The technology of masculinity at this young stage is the ability to fragment and compartmentalize. If one has needy, dependent, soft feelings for mother they must be denied and hidden. To be masculine one must have power over feelings and needs. Instead the focus shifts to competition and the ability to conquer and control. Archetypally the dramas become identification with superheroes or sport’s heroes.

The thrust of adolescence is toward greater autonomy with needs shifting toward social groups and explorations of dating. Young adulthood focuses on deeper autonomy, planting oneself in career directions and the world of work. Intimate relations may move deeper into commitment but frequently dissolve beyond  the romantic idealization stage where love flows freely without obligation. Intimacy is a pathway to the magic, but only with maturity.
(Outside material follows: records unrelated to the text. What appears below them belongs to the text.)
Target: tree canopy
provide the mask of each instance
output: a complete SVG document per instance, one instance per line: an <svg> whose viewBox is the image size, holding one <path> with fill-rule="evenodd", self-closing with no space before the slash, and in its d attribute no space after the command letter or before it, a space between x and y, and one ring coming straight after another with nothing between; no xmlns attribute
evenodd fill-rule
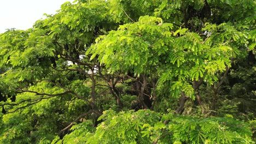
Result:
<svg viewBox="0 0 256 144"><path fill-rule="evenodd" d="M2 143L254 143L256 2L76 0L0 34Z"/></svg>

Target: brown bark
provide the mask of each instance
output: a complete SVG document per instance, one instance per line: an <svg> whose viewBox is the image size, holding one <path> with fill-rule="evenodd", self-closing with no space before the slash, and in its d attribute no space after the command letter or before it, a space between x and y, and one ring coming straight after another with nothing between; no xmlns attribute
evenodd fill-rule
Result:
<svg viewBox="0 0 256 144"><path fill-rule="evenodd" d="M213 91L213 99L212 100L212 105L211 107L212 110L215 111L217 109L217 102L218 101L218 99L219 99L219 88L223 83L224 79L226 77L229 70L229 67L226 66L226 71L223 74L223 76L222 76L221 78L219 79L219 81L218 83L214 83L213 85L212 86L212 88ZM214 115L214 113L212 113L213 115Z"/></svg>
<svg viewBox="0 0 256 144"><path fill-rule="evenodd" d="M182 115L185 110L185 103L189 98L185 95L184 92L182 92L181 96L179 99L179 107L174 111L174 113Z"/></svg>
<svg viewBox="0 0 256 144"><path fill-rule="evenodd" d="M199 104L199 105L202 108L202 113L205 113L205 108L202 104L202 101L201 100L201 97L199 94L199 87L202 83L202 79L200 79L199 81L194 80L193 86L194 90L195 91L195 94L196 95L196 100Z"/></svg>
<svg viewBox="0 0 256 144"><path fill-rule="evenodd" d="M115 81L115 78L113 75L111 78L111 75L105 76L102 75L101 73L101 67L98 67L98 71L100 76L108 83L111 94L115 97L117 100L117 104L120 109L122 109L124 107L124 105L121 100L121 95L118 89L115 87L115 85L118 81L119 78L117 78Z"/></svg>
<svg viewBox="0 0 256 144"><path fill-rule="evenodd" d="M138 99L143 109L149 109L149 107L146 105L146 104L144 102L144 92L145 91L145 88L147 86L147 78L144 74L141 74L141 77L142 77L143 82L140 82L139 79L138 78L136 82L137 91L139 93Z"/></svg>
<svg viewBox="0 0 256 144"><path fill-rule="evenodd" d="M153 98L154 101L152 104L152 106L150 107L150 110L154 110L154 107L155 106L155 103L156 101L156 98L157 98L156 93L155 92L155 88L156 87L156 85L155 81L154 81L153 80L151 80L151 82L152 83L152 85L153 85L152 96Z"/></svg>

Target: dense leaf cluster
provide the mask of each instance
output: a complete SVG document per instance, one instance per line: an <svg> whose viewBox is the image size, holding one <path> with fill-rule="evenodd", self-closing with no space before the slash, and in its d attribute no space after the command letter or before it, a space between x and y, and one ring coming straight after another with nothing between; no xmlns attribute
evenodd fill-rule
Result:
<svg viewBox="0 0 256 144"><path fill-rule="evenodd" d="M0 143L254 143L255 9L77 0L8 29Z"/></svg>

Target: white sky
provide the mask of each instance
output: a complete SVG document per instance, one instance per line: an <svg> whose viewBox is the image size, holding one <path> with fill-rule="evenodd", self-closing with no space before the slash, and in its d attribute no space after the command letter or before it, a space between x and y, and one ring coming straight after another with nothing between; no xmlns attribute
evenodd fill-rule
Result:
<svg viewBox="0 0 256 144"><path fill-rule="evenodd" d="M0 0L0 33L8 28L32 28L43 14L55 14L67 1L73 0Z"/></svg>

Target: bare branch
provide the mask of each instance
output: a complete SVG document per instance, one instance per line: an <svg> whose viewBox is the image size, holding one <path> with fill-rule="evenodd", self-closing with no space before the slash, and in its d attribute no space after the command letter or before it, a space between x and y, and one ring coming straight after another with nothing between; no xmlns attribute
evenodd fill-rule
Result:
<svg viewBox="0 0 256 144"><path fill-rule="evenodd" d="M132 20L126 13L126 12L125 12L125 11L122 9L123 11L125 13L125 15L127 16L127 17L128 17L128 18L131 20L133 22L135 22L135 21L133 21L133 20Z"/></svg>
<svg viewBox="0 0 256 144"><path fill-rule="evenodd" d="M66 127L63 129L61 130L59 132L59 135L61 135L64 131L70 128L75 123L77 123L81 118L88 116L89 114L92 113L94 111L92 110L90 110L85 113L83 113L81 115L79 116L77 118L75 118L72 123L71 123L68 126Z"/></svg>

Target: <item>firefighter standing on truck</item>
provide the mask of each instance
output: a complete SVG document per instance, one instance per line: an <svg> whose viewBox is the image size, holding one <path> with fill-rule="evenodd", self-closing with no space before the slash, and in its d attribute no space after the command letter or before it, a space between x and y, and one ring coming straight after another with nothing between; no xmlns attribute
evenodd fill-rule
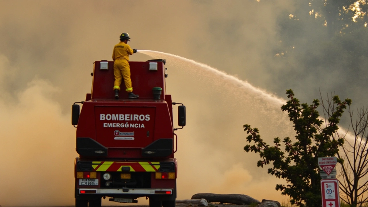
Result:
<svg viewBox="0 0 368 207"><path fill-rule="evenodd" d="M120 35L120 42L114 47L113 52L113 60L114 60L114 75L115 82L114 83L114 91L115 99L119 99L119 92L121 80L124 79L125 90L128 92L129 98L136 98L139 95L133 93L132 80L130 79L130 69L129 67L129 55L133 55L137 52L137 49L130 48L127 44L129 39L129 35L124 32Z"/></svg>

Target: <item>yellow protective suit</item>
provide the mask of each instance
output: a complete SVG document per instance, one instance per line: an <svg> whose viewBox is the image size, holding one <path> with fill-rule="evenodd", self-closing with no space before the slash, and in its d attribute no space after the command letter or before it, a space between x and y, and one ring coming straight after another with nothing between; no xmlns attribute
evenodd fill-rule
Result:
<svg viewBox="0 0 368 207"><path fill-rule="evenodd" d="M130 46L123 42L120 42L114 47L113 60L114 60L114 75L115 82L114 90L120 90L120 85L123 78L125 83L125 90L128 92L133 91L132 80L130 79L130 68L128 61L129 55L133 55L133 50Z"/></svg>

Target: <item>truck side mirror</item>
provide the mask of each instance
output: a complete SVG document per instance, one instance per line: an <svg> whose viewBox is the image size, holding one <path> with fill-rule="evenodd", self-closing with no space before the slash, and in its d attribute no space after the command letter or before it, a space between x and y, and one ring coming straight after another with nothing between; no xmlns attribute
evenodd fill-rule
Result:
<svg viewBox="0 0 368 207"><path fill-rule="evenodd" d="M185 126L185 106L178 106L178 125Z"/></svg>
<svg viewBox="0 0 368 207"><path fill-rule="evenodd" d="M78 104L73 104L71 106L71 124L78 125L79 120L79 107Z"/></svg>

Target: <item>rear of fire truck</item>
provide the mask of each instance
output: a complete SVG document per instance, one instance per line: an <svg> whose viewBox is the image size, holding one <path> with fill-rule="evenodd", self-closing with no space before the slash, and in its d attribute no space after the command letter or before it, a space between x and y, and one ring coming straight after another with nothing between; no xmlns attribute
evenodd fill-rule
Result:
<svg viewBox="0 0 368 207"><path fill-rule="evenodd" d="M166 94L165 63L130 62L133 88L139 97L128 99L121 90L117 100L113 90L113 62L94 63L92 92L72 109L79 155L74 165L76 207L99 207L106 197L129 203L146 197L151 207L175 206L174 131L185 126L185 109ZM177 104L181 105L178 129L173 121L172 105Z"/></svg>

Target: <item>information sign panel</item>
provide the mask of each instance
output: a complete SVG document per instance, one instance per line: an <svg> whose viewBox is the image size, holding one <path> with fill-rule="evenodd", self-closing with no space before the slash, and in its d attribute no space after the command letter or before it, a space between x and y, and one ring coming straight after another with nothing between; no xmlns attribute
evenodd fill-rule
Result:
<svg viewBox="0 0 368 207"><path fill-rule="evenodd" d="M321 180L322 207L340 207L339 181L337 179Z"/></svg>
<svg viewBox="0 0 368 207"><path fill-rule="evenodd" d="M318 165L328 175L330 175L337 163L337 159L336 157L318 158Z"/></svg>

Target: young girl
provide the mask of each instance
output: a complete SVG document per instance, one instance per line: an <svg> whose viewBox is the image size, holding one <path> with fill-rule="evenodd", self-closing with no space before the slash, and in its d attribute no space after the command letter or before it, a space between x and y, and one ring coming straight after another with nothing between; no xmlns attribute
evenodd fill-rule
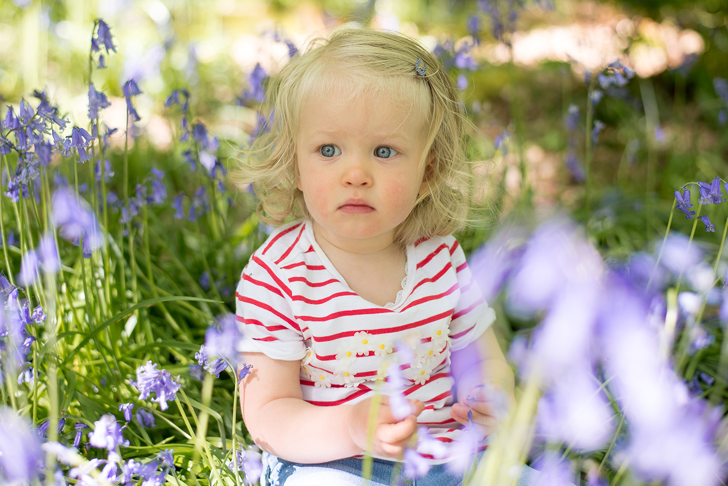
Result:
<svg viewBox="0 0 728 486"><path fill-rule="evenodd" d="M372 479L389 485L419 426L457 441L470 412L483 436L496 412L481 391L513 399L494 313L451 235L468 213L467 122L430 52L364 28L295 55L267 98L272 122L237 174L280 226L237 288L239 350L253 365L243 418L269 484L363 484L371 427ZM458 383L451 358L472 367ZM371 424L393 367L411 413L395 418L384 396ZM462 481L451 457L419 452L434 466L417 485Z"/></svg>

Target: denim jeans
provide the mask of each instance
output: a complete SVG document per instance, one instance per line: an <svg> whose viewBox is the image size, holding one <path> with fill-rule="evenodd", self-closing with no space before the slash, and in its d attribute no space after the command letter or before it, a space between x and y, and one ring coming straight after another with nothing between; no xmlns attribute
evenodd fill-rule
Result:
<svg viewBox="0 0 728 486"><path fill-rule="evenodd" d="M483 452L480 453L482 457ZM263 453L264 486L364 486L361 477L362 459L346 458L320 464L299 464ZM451 474L445 464L433 466L423 478L398 481L402 465L391 460L372 460L371 486L407 485L408 486L459 486L462 476ZM537 482L539 472L523 466L518 486L530 486ZM402 477L403 477L403 476Z"/></svg>

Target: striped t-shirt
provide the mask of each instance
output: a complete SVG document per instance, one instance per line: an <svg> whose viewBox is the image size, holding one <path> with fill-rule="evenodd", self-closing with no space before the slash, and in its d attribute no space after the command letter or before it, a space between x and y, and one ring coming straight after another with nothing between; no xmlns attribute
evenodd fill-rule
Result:
<svg viewBox="0 0 728 486"><path fill-rule="evenodd" d="M456 438L450 353L475 340L495 313L454 237L408 246L402 291L381 306L352 291L317 244L311 224L295 222L253 254L237 298L244 336L239 350L301 360L307 402L355 404L381 389L379 380L396 364L407 398L424 402L418 423L443 442Z"/></svg>

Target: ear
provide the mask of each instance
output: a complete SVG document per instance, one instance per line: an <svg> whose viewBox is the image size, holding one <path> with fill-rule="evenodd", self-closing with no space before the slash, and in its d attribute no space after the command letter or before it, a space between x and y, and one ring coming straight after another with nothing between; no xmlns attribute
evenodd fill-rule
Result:
<svg viewBox="0 0 728 486"><path fill-rule="evenodd" d="M433 168L433 162L435 162L435 154L432 152L427 155L427 162L424 165L424 173L422 175L422 183L419 184L419 191L417 194L420 196L424 196L430 193L430 181L432 177L432 174L435 172Z"/></svg>
<svg viewBox="0 0 728 486"><path fill-rule="evenodd" d="M299 191L303 191L303 184L301 184L301 171L298 170L298 159L296 156L293 156L293 172L296 174L296 185L298 187Z"/></svg>

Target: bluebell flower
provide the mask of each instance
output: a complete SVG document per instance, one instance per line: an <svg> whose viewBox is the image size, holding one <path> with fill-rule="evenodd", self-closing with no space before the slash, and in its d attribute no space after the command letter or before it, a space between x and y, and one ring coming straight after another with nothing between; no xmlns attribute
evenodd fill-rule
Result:
<svg viewBox="0 0 728 486"><path fill-rule="evenodd" d="M137 412L136 418L137 422L145 428L157 426L157 423L154 422L154 416L144 409L141 409Z"/></svg>
<svg viewBox="0 0 728 486"><path fill-rule="evenodd" d="M599 140L599 133L601 130L604 130L604 127L606 125L604 122L596 119L594 120L594 128L592 129L592 144L596 145L597 141Z"/></svg>
<svg viewBox="0 0 728 486"><path fill-rule="evenodd" d="M132 420L132 409L134 408L134 404L119 404L119 410L124 411L124 420L127 422Z"/></svg>
<svg viewBox="0 0 728 486"><path fill-rule="evenodd" d="M88 428L83 422L79 422L74 426L74 428L76 429L76 438L74 439L74 447L76 449L79 448L79 444L81 444L81 437L83 435L84 429Z"/></svg>
<svg viewBox="0 0 728 486"><path fill-rule="evenodd" d="M12 484L32 484L42 458L33 426L9 407L0 408L0 470Z"/></svg>
<svg viewBox="0 0 728 486"><path fill-rule="evenodd" d="M162 461L162 465L170 469L175 469L174 449L165 449L157 455L157 458Z"/></svg>
<svg viewBox="0 0 728 486"><path fill-rule="evenodd" d="M132 96L136 96L137 95L141 94L141 90L136 84L136 81L134 79L130 79L124 84L124 98L127 101L127 113L131 117L135 122L138 122L141 118L139 117L139 114L137 113L134 106L132 105Z"/></svg>
<svg viewBox="0 0 728 486"><path fill-rule="evenodd" d="M246 364L245 363L243 363L242 366L240 367L240 371L237 373L237 383L240 383L245 378L246 376L250 375L251 369L253 369L252 364Z"/></svg>
<svg viewBox="0 0 728 486"><path fill-rule="evenodd" d="M266 95L265 87L263 85L268 77L265 70L261 66L260 63L256 64L256 67L253 69L253 72L250 73L250 76L248 78L250 88L243 93L243 98L247 101L257 101L258 103L262 101Z"/></svg>
<svg viewBox="0 0 728 486"><path fill-rule="evenodd" d="M569 132L573 132L579 127L578 106L573 103L569 105L569 109L563 117L563 125Z"/></svg>
<svg viewBox="0 0 728 486"><path fill-rule="evenodd" d="M707 214L703 214L700 217L700 221L705 225L705 232L716 232L716 225L708 219Z"/></svg>
<svg viewBox="0 0 728 486"><path fill-rule="evenodd" d="M237 345L242 337L235 315L218 315L218 321L219 326L210 326L205 333L205 350L207 356L220 356L234 362L237 356Z"/></svg>
<svg viewBox="0 0 728 486"><path fill-rule="evenodd" d="M199 364L190 364L189 365L189 375L197 380L198 381L202 380L202 367Z"/></svg>
<svg viewBox="0 0 728 486"><path fill-rule="evenodd" d="M175 197L174 202L172 203L172 207L177 211L175 213L175 219L184 219L184 208L182 206L182 199L183 197L184 196L181 194Z"/></svg>
<svg viewBox="0 0 728 486"><path fill-rule="evenodd" d="M167 401L174 400L180 389L180 384L172 379L166 369L158 370L158 364L149 360L146 364L137 368L137 380L134 385L139 390L139 399L149 398L150 393L154 393L155 398L149 399L159 404L159 408L166 410L169 408Z"/></svg>
<svg viewBox="0 0 728 486"><path fill-rule="evenodd" d="M210 289L210 273L207 270L202 272L202 275L199 276L199 280L197 282L199 283L199 286L202 288L202 290Z"/></svg>
<svg viewBox="0 0 728 486"><path fill-rule="evenodd" d="M659 125L655 125L654 127L654 139L660 144L664 142L665 140L665 130L662 129L662 127Z"/></svg>
<svg viewBox="0 0 728 486"><path fill-rule="evenodd" d="M211 361L207 362L204 367L210 375L214 375L215 377L219 378L220 373L227 369L229 366L230 365L224 359L222 358L217 358Z"/></svg>
<svg viewBox="0 0 728 486"><path fill-rule="evenodd" d="M207 353L207 347L204 344L199 347L199 350L194 353L194 358L197 360L197 363L199 364L207 364L210 359L210 355Z"/></svg>
<svg viewBox="0 0 728 486"><path fill-rule="evenodd" d="M103 56L102 56L103 57ZM89 85L89 119L98 118L98 111L111 106L106 95L96 90L93 83Z"/></svg>
<svg viewBox="0 0 728 486"><path fill-rule="evenodd" d="M718 97L723 100L723 102L728 105L728 81L724 78L713 78L713 87L716 90Z"/></svg>
<svg viewBox="0 0 728 486"><path fill-rule="evenodd" d="M106 49L106 54L108 54L109 51L116 52L116 48L114 46L114 39L111 37L111 31L108 25L101 19L98 19L98 27L96 29L96 49L94 50L100 50L100 46L103 45ZM92 46L93 45L94 43L92 42Z"/></svg>
<svg viewBox="0 0 728 486"><path fill-rule="evenodd" d="M697 187L700 192L700 197L697 200L697 203L713 204L713 197L711 196L711 184L699 181Z"/></svg>
<svg viewBox="0 0 728 486"><path fill-rule="evenodd" d="M504 156L508 153L508 146L506 145L506 141L508 140L509 136L510 135L508 133L508 130L504 130L498 134L498 136L496 137L495 142L494 142L495 149L498 150L500 149L502 151Z"/></svg>
<svg viewBox="0 0 728 486"><path fill-rule="evenodd" d="M424 477L432 467L430 462L414 449L405 449L404 473L412 479Z"/></svg>
<svg viewBox="0 0 728 486"><path fill-rule="evenodd" d="M94 423L94 429L89 433L89 444L94 447L114 450L117 446L129 447L129 441L124 439L122 428L111 414L101 415Z"/></svg>

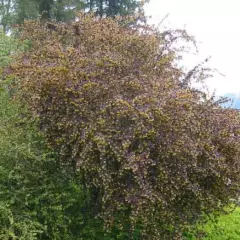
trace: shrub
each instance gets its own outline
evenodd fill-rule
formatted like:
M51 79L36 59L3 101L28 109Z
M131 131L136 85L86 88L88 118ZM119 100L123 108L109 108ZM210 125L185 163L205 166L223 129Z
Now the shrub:
M106 227L180 239L201 213L237 197L239 115L190 87L204 69L177 66L175 41L191 40L184 31L80 15L28 22L21 37L32 48L6 72Z

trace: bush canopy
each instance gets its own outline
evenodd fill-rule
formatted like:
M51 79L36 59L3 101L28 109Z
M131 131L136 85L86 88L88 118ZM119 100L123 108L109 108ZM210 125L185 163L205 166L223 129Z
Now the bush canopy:
M20 37L30 50L6 74L107 228L129 219L143 239L179 239L237 197L239 114L190 86L205 70L177 65L184 31L80 15Z

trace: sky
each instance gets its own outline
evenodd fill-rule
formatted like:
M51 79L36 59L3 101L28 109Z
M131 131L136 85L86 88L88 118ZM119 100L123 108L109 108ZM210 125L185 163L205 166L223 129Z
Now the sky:
M199 54L187 56L186 65L211 56L210 66L221 74L206 81L210 92L240 97L240 0L150 0L145 11L150 23L169 14L162 25L195 36Z

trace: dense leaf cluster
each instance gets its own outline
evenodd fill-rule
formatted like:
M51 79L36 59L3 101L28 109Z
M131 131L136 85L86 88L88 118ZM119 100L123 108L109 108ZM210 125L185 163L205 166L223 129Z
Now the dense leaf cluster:
M238 195L239 114L183 87L202 76L176 65L184 32L79 18L27 23L21 37L31 50L8 73L59 165L91 189L95 216L140 224L144 239L180 239L201 213Z

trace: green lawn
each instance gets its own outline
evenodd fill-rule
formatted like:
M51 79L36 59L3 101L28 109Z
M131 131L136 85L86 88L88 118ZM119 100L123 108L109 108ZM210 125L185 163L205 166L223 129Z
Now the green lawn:
M240 207L228 215L218 217L214 222L205 224L201 229L206 233L203 240L240 240Z

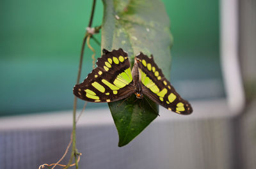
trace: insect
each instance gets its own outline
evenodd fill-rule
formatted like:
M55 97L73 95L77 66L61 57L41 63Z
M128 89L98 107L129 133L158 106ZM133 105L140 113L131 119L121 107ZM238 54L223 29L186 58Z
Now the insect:
M135 94L138 99L147 96L169 110L187 115L193 112L190 104L183 99L164 77L154 61L140 52L134 58L131 71L127 54L122 48L104 54L97 62L97 67L81 84L76 85L74 94L91 102L113 102Z

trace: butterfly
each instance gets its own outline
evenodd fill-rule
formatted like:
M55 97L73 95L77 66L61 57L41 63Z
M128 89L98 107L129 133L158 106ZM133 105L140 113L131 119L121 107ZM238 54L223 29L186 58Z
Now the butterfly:
M161 70L150 57L140 52L134 57L132 70L128 55L122 48L109 52L103 49L97 67L73 93L91 102L113 102L135 94L138 99L147 96L169 110L187 115L193 112L191 105L176 92Z

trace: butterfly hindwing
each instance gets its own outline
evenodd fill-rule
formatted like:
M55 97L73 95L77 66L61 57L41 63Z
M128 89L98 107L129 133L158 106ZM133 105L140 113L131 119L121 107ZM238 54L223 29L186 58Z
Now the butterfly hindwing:
M155 63L153 56L148 57L140 53L135 58L137 62L143 94L168 108L180 114L189 114L193 110L190 104L176 92Z
M111 102L134 92L127 54L121 48L104 52L98 59L97 67L74 87L77 97L92 102Z

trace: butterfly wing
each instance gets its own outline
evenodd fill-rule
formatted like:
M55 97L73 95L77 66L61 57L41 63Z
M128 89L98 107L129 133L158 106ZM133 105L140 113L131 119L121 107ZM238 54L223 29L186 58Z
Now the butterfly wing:
M174 112L186 115L193 112L190 104L176 92L170 82L164 77L161 69L154 61L140 53L135 58L143 94L154 101Z
M76 85L73 93L91 102L112 102L134 92L127 54L122 48L108 52L99 58L97 67L81 84Z

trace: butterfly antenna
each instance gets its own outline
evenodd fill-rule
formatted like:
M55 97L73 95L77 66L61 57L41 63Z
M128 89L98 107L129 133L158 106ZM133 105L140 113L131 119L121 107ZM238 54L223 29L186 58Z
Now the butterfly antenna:
M149 105L151 107L151 108L153 109L154 112L155 112L156 114L158 116L160 117L159 114L157 113L157 112L156 111L156 110L153 108L153 107L151 105L150 103L149 103L149 101L147 100L147 99L145 97L144 97L144 98L145 98L145 100L148 103L148 105Z

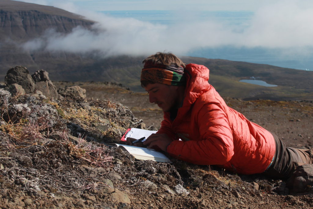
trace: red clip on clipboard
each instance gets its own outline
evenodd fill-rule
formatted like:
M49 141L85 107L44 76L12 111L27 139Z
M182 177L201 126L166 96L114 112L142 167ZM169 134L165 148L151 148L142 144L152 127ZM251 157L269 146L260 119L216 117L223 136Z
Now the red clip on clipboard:
M132 133L132 132L130 128L127 129L126 130L126 131L125 132L124 135L123 135L123 136L122 137L122 138L121 138L121 140L124 142L126 141L126 138L127 137L130 137Z

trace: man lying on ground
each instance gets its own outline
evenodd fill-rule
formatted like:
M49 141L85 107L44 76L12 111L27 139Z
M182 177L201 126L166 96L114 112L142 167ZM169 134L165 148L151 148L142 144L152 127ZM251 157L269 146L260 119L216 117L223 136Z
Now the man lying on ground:
M143 63L141 86L150 102L164 113L161 128L143 146L157 147L195 164L280 178L289 177L297 166L313 163L313 149L286 147L275 134L228 106L208 82L204 66L185 65L174 55L161 52Z

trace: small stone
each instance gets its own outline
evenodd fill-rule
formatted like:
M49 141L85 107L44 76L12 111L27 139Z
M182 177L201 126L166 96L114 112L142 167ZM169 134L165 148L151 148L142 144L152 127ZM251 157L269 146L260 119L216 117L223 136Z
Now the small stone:
M28 198L24 200L24 202L26 205L31 205L33 203L33 201L31 199Z
M95 197L94 196L92 196L92 195L87 196L86 197L86 198L90 200L91 200L92 201L96 201Z
M258 190L259 186L259 184L255 182L253 182L251 183L251 184L252 185L252 186L253 188L255 189L256 190Z
M232 194L233 195L233 196L237 198L240 198L241 197L241 196L237 191L233 191L233 192L232 192Z

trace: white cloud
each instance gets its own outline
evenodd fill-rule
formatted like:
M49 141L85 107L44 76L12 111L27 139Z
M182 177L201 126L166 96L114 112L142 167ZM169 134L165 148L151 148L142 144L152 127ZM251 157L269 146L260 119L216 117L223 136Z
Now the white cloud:
M98 22L94 26L96 32L81 27L66 35L49 31L24 47L34 50L44 46L47 50L73 52L96 50L106 56L146 54L165 50L183 55L199 47L227 45L303 53L313 47L313 3L293 0L264 2L244 29L216 20L194 19L196 16L189 13L183 13L186 19L177 24L164 25L77 10L74 11Z

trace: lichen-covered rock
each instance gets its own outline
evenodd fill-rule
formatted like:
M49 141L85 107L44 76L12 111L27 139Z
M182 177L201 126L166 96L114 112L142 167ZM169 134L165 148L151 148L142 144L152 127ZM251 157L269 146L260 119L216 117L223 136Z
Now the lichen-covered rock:
M57 99L57 88L49 79L49 73L43 70L38 70L32 75L35 81L35 88L42 92L49 98Z
M35 82L50 80L49 79L49 73L43 70L38 70L35 72L32 75L32 77Z
M22 86L27 94L32 93L35 89L35 82L27 69L23 66L10 68L4 77L7 86L17 83Z
M35 84L35 88L42 92L48 98L57 99L58 98L57 88L51 81L36 82Z
M86 89L78 86L61 88L58 90L58 92L64 98L84 99L86 98Z

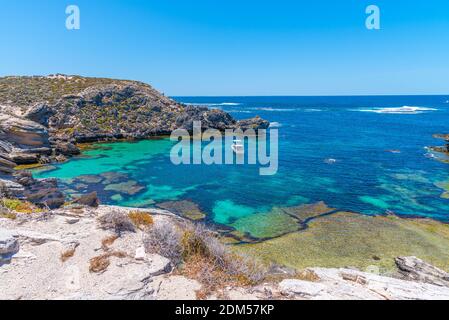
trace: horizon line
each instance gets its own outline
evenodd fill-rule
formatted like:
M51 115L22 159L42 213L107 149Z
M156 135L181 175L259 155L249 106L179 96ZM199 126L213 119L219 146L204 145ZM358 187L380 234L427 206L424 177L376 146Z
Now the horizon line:
M257 97L429 97L429 96L449 96L449 93L429 93L429 94L323 94L323 95L168 95L172 98L257 98Z

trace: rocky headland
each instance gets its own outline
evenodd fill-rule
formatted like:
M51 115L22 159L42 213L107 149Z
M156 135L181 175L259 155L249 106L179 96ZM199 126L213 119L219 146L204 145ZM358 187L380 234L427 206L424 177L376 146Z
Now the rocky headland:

With commitment comes a deepening of intimacy and this is where the trouble begins. Masculinity gained through the tools of fragmentation, compartmentalization, competition, power and control are no match for the demands of intimacy, which brings one back to feelings, needs, and the omniscient power of mother that is resurrected in the person of one’s intimate partner.

Mother is the primal first love object who in one form or another is the prototype coloring all future intimacies. For men to truly secure their masculinity they must conquer this powerful female prototype of their infantile dependency needs, frequently represented in archetypal myths as battles with the dragon.

However, conquest of both need for mother and fear of her do not solve the final challenge of masculinity. The final challenge is to be open to deeply loving connection with an intimate partner. To achieve this there is no other road but the return to mother as she appears in the shadow of everyday life encounters, for it is there that we will encounter the ghosts of the nursery.

The ability to tolerate the power of these ghosts that can trigger us into rages and withdrawal is fundamental. The ability to stay present to regulate the archaic emotions that shoot forth from the depths and resolve their associated complexes are the deeper challenges of masculinity.

Adulthood and full intimacy with an other achieved…
– Illustration from the book “KRSNA, The Supreme Personality of Godhead”

To be able to make contact, to experience union without the need to dissociate, to hold onto self and fully receive an intimate other are all signs that the power of mother has been successfully transformed; the magic has been discovered within.

Mother can be loved for her humanness, but in adulthood she no longer holds the power of archetypal projection. Full masculinity has been reached and one is truly ready for deeper intimacy. Owning this full masculinity transcends the pseudo-masculinity of power grabs, or the relatedness of childish neediness. This is masculinity that embodies its own magic. Thank you, mother!